Mayerne was a Swiss by birth, but a Frenchman by education and adoption, and had been physician to Henri IV. But he incurred the bitter animosity of the Paris Faculty, led by the fanatic Gui Patin, partly on account of his religious heresy, and partly because he prescribed chemical medicines. By a unanimous vote the Paris College of Physicians resolved in 1603 that he must not be met by any of its members in consultation. He continued, however, to practise in Paris until an English peer whom he had treated took him to London and introduced him to James I, who made him physician to the Queen. Mayerne, however, soon returned to Paris, but in 1611 he settled in London on the invitation of the King, who made him his first physician. He had a great deal to do with the compilation of the first London Pharmacopœia, and is reputed to have introduced calomel and black wash into medical practice. Subsequently he was appointed physician to Charles I and Queen Henriette, but after the execution of the King he retired into private life, and though nominally physician to Charles II he never practised at that Court. He died at Chelsea in 1665.

Gideon de Laune was also a man of considerable influence. Dr. Corfe regards him as almost the founder of the Society of Apothecaries, but Mr.

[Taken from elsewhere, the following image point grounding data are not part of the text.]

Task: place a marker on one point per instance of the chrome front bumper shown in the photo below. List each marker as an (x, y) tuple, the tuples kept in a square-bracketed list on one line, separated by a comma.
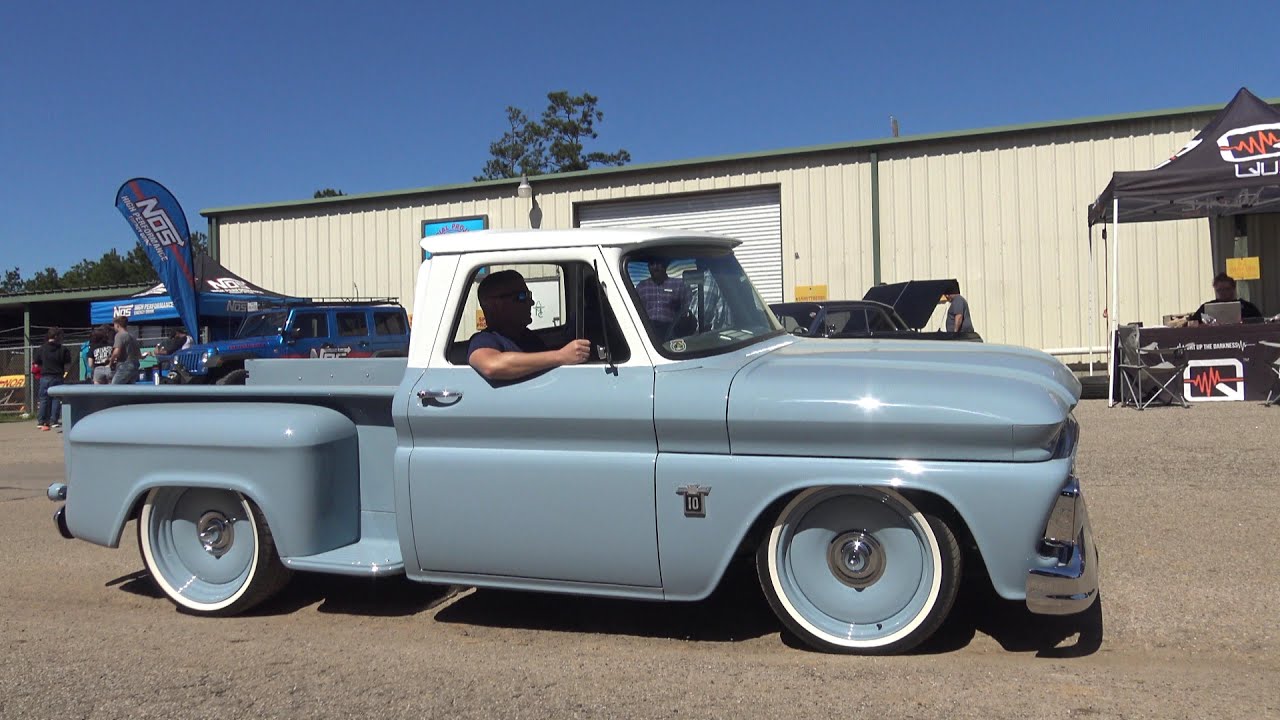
[(1070, 584)]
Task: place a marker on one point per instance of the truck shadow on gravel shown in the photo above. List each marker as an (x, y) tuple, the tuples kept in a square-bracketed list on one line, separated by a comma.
[(979, 610), (736, 611)]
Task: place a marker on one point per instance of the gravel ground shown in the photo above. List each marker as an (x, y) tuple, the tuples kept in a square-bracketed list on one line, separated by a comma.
[(1184, 506)]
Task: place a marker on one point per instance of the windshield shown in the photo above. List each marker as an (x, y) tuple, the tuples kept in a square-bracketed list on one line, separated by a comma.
[(696, 301), (263, 324)]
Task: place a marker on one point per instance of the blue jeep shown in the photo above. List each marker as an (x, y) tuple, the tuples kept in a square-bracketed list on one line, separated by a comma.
[(369, 329)]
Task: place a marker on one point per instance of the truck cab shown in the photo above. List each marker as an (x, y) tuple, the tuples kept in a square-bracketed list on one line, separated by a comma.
[(369, 329)]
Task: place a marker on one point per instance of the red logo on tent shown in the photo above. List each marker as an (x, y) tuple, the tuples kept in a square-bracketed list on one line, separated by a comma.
[(1253, 142)]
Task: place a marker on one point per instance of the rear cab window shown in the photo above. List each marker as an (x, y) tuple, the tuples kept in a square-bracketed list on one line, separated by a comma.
[(352, 323)]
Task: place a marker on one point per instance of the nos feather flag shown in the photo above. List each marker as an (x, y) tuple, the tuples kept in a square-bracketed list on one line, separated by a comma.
[(161, 228)]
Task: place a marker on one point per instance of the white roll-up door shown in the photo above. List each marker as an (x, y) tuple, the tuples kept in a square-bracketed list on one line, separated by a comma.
[(753, 215)]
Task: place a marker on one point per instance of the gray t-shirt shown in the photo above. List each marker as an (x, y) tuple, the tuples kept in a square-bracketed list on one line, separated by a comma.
[(128, 347), (959, 306)]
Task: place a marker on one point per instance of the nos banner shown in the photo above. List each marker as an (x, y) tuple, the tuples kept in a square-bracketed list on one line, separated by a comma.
[(156, 218)]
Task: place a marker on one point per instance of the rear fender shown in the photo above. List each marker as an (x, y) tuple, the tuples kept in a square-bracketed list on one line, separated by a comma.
[(298, 463)]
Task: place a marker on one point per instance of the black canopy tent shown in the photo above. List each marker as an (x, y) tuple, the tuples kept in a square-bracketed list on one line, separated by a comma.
[(1230, 168)]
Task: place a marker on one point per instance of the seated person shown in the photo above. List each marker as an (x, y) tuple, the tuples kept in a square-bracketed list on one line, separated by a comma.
[(507, 350), (662, 296), (1224, 291)]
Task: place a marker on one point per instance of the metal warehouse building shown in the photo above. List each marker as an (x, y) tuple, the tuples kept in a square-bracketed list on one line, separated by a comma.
[(1004, 210)]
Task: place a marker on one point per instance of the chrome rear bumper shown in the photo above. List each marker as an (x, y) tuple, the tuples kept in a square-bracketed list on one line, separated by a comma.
[(1070, 584)]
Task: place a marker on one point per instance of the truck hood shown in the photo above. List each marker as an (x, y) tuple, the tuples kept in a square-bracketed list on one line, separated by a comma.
[(901, 400)]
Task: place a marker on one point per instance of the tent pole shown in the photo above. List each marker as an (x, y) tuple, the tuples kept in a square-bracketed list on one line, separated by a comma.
[(1115, 264), (1092, 269), (1115, 299)]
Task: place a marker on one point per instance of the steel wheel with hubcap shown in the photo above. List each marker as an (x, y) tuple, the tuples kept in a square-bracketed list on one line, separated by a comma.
[(859, 570), (209, 550)]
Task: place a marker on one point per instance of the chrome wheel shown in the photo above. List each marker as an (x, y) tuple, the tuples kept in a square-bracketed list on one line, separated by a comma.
[(854, 569), (209, 550)]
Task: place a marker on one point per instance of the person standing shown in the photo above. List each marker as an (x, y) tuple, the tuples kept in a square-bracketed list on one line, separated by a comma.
[(126, 354), (54, 360), (959, 319), (100, 355)]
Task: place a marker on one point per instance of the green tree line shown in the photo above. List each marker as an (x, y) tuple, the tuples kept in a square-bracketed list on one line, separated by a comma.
[(112, 268), (553, 144)]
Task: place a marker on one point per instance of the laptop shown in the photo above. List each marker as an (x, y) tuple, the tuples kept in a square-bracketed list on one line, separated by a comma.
[(1223, 313)]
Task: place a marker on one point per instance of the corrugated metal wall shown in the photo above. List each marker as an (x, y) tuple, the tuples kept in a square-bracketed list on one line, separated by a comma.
[(1008, 218), (373, 246), (1005, 214)]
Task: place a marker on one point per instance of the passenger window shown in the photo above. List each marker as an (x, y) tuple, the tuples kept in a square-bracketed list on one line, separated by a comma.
[(352, 324), (311, 324), (388, 323), (565, 306)]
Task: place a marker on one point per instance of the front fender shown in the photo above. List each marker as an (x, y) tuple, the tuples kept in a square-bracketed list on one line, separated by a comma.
[(298, 463), (1004, 505)]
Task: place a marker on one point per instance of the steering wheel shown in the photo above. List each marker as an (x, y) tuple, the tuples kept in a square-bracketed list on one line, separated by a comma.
[(682, 326)]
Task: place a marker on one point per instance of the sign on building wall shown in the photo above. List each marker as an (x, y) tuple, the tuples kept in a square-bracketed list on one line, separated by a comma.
[(455, 224), (1243, 268), (452, 226)]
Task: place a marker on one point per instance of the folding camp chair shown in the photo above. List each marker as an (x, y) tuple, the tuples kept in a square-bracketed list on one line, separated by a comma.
[(1274, 393), (1164, 377)]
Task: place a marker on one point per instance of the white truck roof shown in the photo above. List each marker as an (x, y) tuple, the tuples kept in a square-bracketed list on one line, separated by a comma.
[(498, 240)]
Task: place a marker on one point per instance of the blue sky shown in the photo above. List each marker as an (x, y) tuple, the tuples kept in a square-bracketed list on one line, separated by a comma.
[(248, 101)]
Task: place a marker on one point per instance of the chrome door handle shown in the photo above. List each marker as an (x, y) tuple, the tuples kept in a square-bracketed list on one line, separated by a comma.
[(424, 395)]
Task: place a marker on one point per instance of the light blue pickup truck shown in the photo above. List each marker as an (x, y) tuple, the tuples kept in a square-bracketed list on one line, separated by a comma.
[(865, 477)]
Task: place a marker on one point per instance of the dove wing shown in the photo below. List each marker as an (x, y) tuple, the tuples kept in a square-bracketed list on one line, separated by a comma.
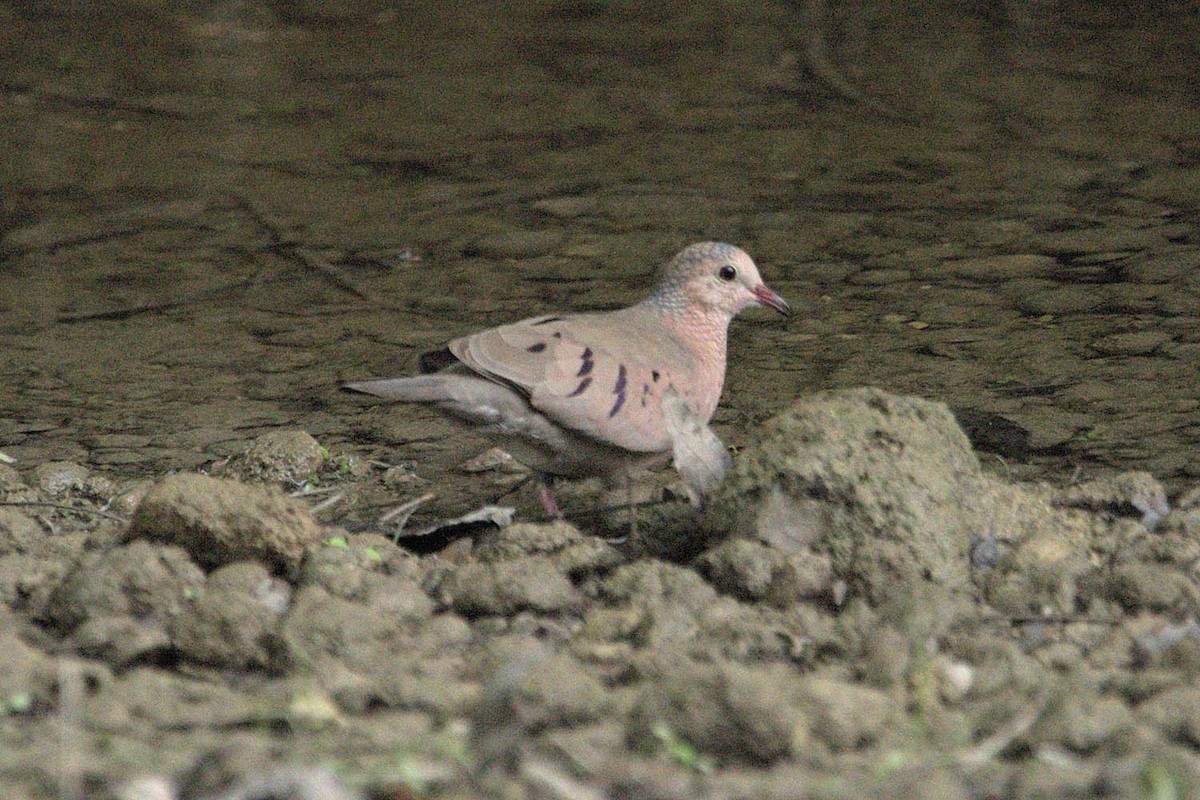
[(581, 371)]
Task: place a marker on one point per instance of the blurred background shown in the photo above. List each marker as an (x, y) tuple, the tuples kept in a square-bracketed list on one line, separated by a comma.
[(213, 212)]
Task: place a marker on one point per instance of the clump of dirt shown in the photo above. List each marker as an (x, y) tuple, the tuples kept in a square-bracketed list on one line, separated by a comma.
[(882, 485), (864, 601), (222, 521)]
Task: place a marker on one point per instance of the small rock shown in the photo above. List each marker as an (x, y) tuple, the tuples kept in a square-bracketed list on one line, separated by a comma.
[(27, 582), (233, 624), (727, 710), (221, 521), (288, 457), (879, 482), (120, 641), (136, 579), (18, 531)]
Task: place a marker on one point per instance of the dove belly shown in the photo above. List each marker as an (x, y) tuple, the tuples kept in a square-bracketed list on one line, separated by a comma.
[(503, 414)]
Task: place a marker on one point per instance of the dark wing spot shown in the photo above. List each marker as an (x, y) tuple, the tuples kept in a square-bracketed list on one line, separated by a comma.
[(616, 407), (436, 360), (619, 391), (586, 367)]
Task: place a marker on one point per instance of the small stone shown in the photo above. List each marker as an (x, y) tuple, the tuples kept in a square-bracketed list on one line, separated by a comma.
[(288, 457), (504, 588), (18, 531), (138, 579), (492, 459), (220, 521)]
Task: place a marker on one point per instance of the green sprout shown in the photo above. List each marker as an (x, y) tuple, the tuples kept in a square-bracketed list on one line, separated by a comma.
[(682, 751)]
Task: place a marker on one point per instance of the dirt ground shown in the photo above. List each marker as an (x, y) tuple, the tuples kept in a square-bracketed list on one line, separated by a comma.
[(958, 553)]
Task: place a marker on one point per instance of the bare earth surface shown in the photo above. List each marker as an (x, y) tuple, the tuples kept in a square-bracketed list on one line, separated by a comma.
[(214, 214)]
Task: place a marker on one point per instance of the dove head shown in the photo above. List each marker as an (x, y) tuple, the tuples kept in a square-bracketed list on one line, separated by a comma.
[(714, 277)]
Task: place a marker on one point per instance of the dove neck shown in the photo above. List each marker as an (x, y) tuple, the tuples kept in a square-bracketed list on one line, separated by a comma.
[(701, 331)]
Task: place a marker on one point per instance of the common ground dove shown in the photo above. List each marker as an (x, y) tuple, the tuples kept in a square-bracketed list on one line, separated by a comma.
[(581, 395)]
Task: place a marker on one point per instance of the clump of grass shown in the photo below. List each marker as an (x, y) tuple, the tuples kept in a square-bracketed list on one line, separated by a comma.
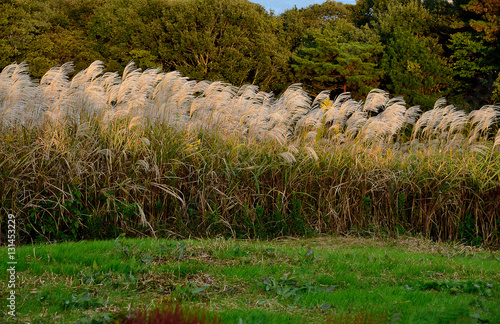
[(153, 153)]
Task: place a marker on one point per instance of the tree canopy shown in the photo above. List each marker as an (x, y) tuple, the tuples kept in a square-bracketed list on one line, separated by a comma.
[(419, 49)]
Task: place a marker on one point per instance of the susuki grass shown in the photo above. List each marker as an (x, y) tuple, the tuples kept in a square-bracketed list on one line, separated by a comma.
[(158, 154)]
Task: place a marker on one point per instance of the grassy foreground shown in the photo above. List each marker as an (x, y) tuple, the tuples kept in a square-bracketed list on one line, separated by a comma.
[(325, 279)]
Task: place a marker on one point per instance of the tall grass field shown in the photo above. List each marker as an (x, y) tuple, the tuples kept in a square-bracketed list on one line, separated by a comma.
[(156, 154)]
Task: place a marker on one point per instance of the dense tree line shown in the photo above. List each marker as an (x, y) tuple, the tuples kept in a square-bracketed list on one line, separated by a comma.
[(422, 50)]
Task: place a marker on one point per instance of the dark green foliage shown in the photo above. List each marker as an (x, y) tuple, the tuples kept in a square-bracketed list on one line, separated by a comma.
[(423, 50)]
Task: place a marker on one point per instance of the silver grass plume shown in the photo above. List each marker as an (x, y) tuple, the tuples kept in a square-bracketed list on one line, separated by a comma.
[(482, 120), (17, 93)]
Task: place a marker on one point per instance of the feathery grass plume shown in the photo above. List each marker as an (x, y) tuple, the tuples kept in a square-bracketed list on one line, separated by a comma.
[(388, 122), (86, 95), (254, 120), (293, 104), (341, 110), (172, 99), (355, 123), (431, 120), (497, 139), (17, 93), (320, 99), (412, 114), (288, 157), (482, 120), (311, 153), (376, 101), (55, 88)]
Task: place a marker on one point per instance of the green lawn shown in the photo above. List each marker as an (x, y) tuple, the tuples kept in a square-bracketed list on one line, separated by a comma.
[(327, 279)]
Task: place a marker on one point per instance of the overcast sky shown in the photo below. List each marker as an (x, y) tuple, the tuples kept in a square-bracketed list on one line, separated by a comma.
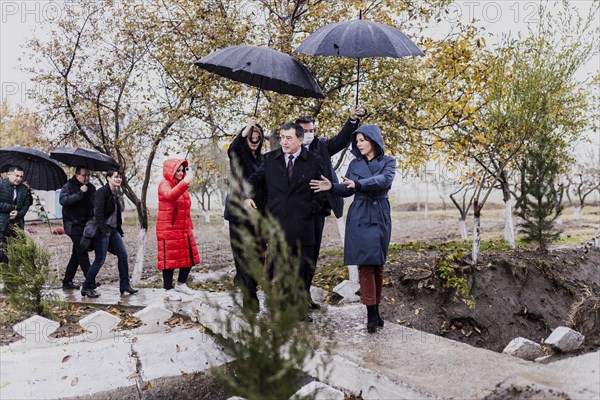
[(21, 20)]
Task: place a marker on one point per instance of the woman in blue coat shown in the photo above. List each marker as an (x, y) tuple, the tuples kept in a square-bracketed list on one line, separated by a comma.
[(368, 224)]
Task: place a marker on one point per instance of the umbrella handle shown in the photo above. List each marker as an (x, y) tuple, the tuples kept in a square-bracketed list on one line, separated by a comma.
[(357, 78), (256, 105), (358, 66)]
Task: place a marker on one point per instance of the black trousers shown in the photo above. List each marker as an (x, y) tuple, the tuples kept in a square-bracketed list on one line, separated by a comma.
[(242, 276), (79, 257), (181, 277), (319, 226)]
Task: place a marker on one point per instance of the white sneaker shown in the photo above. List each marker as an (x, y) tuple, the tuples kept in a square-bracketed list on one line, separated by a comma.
[(185, 298), (183, 288), (172, 295)]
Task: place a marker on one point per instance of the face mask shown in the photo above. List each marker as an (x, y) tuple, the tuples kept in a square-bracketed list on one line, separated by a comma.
[(308, 138)]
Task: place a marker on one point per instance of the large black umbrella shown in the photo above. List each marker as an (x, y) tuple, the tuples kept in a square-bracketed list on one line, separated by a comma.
[(264, 68), (358, 39), (90, 159), (40, 172)]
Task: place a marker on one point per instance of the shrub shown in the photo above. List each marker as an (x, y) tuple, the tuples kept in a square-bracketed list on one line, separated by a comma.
[(25, 276)]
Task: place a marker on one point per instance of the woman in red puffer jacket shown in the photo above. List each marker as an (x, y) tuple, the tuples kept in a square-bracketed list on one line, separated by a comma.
[(174, 229)]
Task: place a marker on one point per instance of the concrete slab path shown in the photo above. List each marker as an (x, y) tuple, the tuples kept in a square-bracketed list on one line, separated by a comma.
[(395, 363)]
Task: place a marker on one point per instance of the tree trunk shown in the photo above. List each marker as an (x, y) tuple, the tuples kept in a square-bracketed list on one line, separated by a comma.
[(509, 230), (426, 200), (352, 269), (139, 257), (476, 238), (462, 228)]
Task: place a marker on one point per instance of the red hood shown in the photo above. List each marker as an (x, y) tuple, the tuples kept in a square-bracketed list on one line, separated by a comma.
[(170, 167)]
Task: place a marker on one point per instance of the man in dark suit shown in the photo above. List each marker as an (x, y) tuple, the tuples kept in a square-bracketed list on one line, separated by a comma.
[(77, 199), (326, 148), (284, 176), (15, 201)]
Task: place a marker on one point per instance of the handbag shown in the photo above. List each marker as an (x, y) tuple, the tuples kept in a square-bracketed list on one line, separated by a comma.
[(91, 230)]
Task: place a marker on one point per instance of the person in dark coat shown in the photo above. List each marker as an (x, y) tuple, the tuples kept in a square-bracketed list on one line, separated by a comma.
[(107, 214), (368, 224), (284, 176), (15, 200), (77, 200), (245, 156), (4, 171), (326, 148)]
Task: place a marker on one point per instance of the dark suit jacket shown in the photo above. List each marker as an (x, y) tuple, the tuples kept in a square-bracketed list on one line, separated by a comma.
[(105, 203), (326, 148), (292, 203), (78, 207), (21, 204)]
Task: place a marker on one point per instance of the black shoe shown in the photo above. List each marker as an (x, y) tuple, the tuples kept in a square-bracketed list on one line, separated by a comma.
[(379, 319), (128, 289), (89, 293), (70, 286), (312, 305)]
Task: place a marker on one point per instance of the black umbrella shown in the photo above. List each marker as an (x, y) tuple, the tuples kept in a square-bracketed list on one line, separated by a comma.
[(40, 172), (264, 68), (90, 159), (358, 39)]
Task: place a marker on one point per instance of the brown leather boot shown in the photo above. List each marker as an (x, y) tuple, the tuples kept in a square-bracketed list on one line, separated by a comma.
[(371, 319)]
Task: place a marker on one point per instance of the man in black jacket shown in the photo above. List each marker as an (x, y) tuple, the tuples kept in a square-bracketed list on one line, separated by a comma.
[(77, 199), (284, 175), (107, 214), (15, 201), (325, 149)]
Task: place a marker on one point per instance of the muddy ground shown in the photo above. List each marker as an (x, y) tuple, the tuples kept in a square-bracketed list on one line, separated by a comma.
[(509, 293)]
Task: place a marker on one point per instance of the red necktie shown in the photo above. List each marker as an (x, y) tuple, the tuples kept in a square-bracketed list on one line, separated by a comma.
[(290, 167)]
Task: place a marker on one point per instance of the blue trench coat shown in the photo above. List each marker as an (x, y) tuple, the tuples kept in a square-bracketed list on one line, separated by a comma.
[(368, 224)]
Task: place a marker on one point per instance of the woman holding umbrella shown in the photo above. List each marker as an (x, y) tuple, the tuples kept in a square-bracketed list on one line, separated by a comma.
[(244, 158), (368, 225), (174, 229)]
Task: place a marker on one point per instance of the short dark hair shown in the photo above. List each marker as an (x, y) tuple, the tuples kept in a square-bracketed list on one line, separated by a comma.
[(304, 120), (291, 125), (111, 172)]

Barrett, who recently wrote a history of that Society, suggests that he could not have been so much thought of by his contemporaries, as he was only elected to the Mastership some years after the Charter had been granted, and then only after a contest. At any rate the apothecaries must have largely owed the Charter to his influence. He lived in Blackfriars and called himself a “Pharmacopœius,” but we also read of him as an importer of drugs, and it is probable that he traded as a merchant. That he was a man of position is evident from the fact that on one occasion he fetched the Queen, Anne of Denmark, from Norway.

Gideon de Laune was born at Rheims in 1565, and was brought to England as a boy by his father, who was a Protestant pastor. A Nonconformist writer of the same surname who got into trouble in the reigns of Charles II and James II, and was befriended by De Foe, referring to Gideon as a relative, says of him that when he died at the age of 97 he had near as many thousands of pounds as he had years; that he had thirty-seven children by one wife; and that his funeral was attended by sixty grandchildren. It has been ascertained, however, that his children only numbered seventeen, and that he died at the age of 94; so that the later De Laune who wrote in 1681 cannot be implicitly relied upon when figures are concerned. Another thing he tells us of Gideon is that “his famous pill is in great request to this day notwithstanding the swarms of pretenders to pill-making.”